I lowered my eyes and finished my honey cake, weighing up whether or not to tell my down-to-earth editor the story of the girl in the blue coat. As I sipped the last of my tea, I already knew that the ‘ghost story’ wouldn’t make it into my research notes . . . I know what you’re thinking, but, in any case, it wouldn’t have made a difference; my boss dropped the Międzyrzec story. It wasn’t that he was unhappy with my report—quite the contrary; I’d managed to find two credible eye witnesses of the so-called ‘ghetto liquidations’, during which the Jews who had been rounded up or enticed out of hiding with promises of immunity were robbed, beaten and murdered, or herded onto trucks and driven to the local train station for transportation to the gas chambers of Treblinka and Majdanek . . . No, my research had been thorough, as ever, but the ghetto liquidation story was abandoned in favour of the Chelmno death camp; aerial photography had uncovered a hitherto unknown mass grave in the nearby forest, and my boss was keen for The History Magazine to be the first publication outside Poland to cover the find.
And so I forgot all about Międzyrzec, and the old lady, and the girl in the blue coat. Until fifteen years later—when I was working as a war correspondent for Reuters in war-torn Iraq. I’d been stationed with the US regiment I told you about for over a month. We’d been lucky: the territory that came under our patrols was fairly quiet, and the worst thing about the posting was the heat and the desert wind. No matter how carefully you covered up, you could always taste sand in your mouth, and the grit would irritate your nose and make your eyes run—despite the shades we all wore virtually around the clock.
Then one night I saw her—the dead girl from Międzyrzec. She stood in the mist at the bottom of the old woman’s field, looking at me with eyes of death and sorrow. The cold blue-grey of that Polish landscape couldn’t have been further from the blistering yellow of the desert into which I awoke, and yet no amount of burning desert dust could dispel the horror I felt. That day the convoy I was travelling with drove into a trap—a double whammy, if you like—of a landmine and a car-bomb driven by a suicide bomber, who died on the spot, along with five of the soldiers who’d become my friends over the past few weeks. Nobody escaped without injury; some of us lost limbs, one young man from Idaho lost an eye, another boy lost part of his jaw. I was lucky; I escaped with shrapnel in my knee and cuts to my back and arms. But it shook my confidence in my indestructibility—for a while, at least.

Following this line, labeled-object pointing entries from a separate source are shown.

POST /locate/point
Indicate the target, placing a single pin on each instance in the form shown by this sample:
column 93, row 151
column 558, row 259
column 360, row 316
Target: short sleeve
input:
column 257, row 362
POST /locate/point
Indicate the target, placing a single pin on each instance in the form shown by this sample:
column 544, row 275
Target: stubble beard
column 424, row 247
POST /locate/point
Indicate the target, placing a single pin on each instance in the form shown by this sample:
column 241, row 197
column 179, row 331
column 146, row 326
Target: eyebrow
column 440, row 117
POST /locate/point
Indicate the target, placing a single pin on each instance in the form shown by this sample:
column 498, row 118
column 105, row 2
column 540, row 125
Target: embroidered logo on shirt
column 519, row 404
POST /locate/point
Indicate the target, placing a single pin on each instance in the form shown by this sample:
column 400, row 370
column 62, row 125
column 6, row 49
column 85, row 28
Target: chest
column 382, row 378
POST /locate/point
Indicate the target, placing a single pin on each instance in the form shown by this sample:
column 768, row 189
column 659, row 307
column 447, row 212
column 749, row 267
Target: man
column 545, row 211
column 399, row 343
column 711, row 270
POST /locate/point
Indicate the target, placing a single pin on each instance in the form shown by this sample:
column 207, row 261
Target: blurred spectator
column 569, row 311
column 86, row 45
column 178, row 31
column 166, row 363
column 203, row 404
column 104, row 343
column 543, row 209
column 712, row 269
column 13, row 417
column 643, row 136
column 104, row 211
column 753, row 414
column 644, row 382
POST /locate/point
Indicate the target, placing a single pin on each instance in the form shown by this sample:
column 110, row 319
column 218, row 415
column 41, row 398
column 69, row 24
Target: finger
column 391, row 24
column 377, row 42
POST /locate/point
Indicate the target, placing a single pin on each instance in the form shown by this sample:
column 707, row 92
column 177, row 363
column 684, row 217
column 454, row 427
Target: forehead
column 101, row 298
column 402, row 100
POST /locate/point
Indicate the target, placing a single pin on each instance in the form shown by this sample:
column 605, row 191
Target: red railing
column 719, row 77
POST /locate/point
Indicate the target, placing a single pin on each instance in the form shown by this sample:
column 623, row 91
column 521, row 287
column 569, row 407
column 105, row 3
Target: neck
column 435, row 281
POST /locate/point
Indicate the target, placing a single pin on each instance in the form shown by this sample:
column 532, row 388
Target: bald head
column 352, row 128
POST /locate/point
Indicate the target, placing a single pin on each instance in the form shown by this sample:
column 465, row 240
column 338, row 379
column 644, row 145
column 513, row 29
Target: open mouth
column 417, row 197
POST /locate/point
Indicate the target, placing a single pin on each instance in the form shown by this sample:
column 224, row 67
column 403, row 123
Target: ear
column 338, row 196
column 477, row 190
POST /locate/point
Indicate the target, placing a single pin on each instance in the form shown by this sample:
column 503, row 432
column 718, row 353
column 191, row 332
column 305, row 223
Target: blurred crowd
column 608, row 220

With all the blood and guts and horror of the aftermath of the attack, I forgot about the girl in the blue coat once more. But she came back. Whenever I became complacent, whenever things were going a bit too well, or when I simply forgot about my own mortality, she came back. Don’t get me wrong, people weren’t blown up around me every time I dreamt about her, but each time reminded me of the unpredictability and cruelty of the world we live in; of death which will one day come for all of us, and of the fact that she’s still waiting—waiting out there in the cold, the damp and the dark for her story to be told . . . And I’ve been dreaming a lot lately.
I see I’ve rendered you speechless. Well, I’m sorry. Like the old lady in Międzyrzec, I’ve waited many years to tell that story. I realise it doesn’t quite fit with the image of the tough old reporter that we’ve created together, but you must promise to allow me to tell it to the world as I’ve told it to you today. You know it now. And, believe me, if either of us is to have any peace in this world or the next, then it must be told. Promise me.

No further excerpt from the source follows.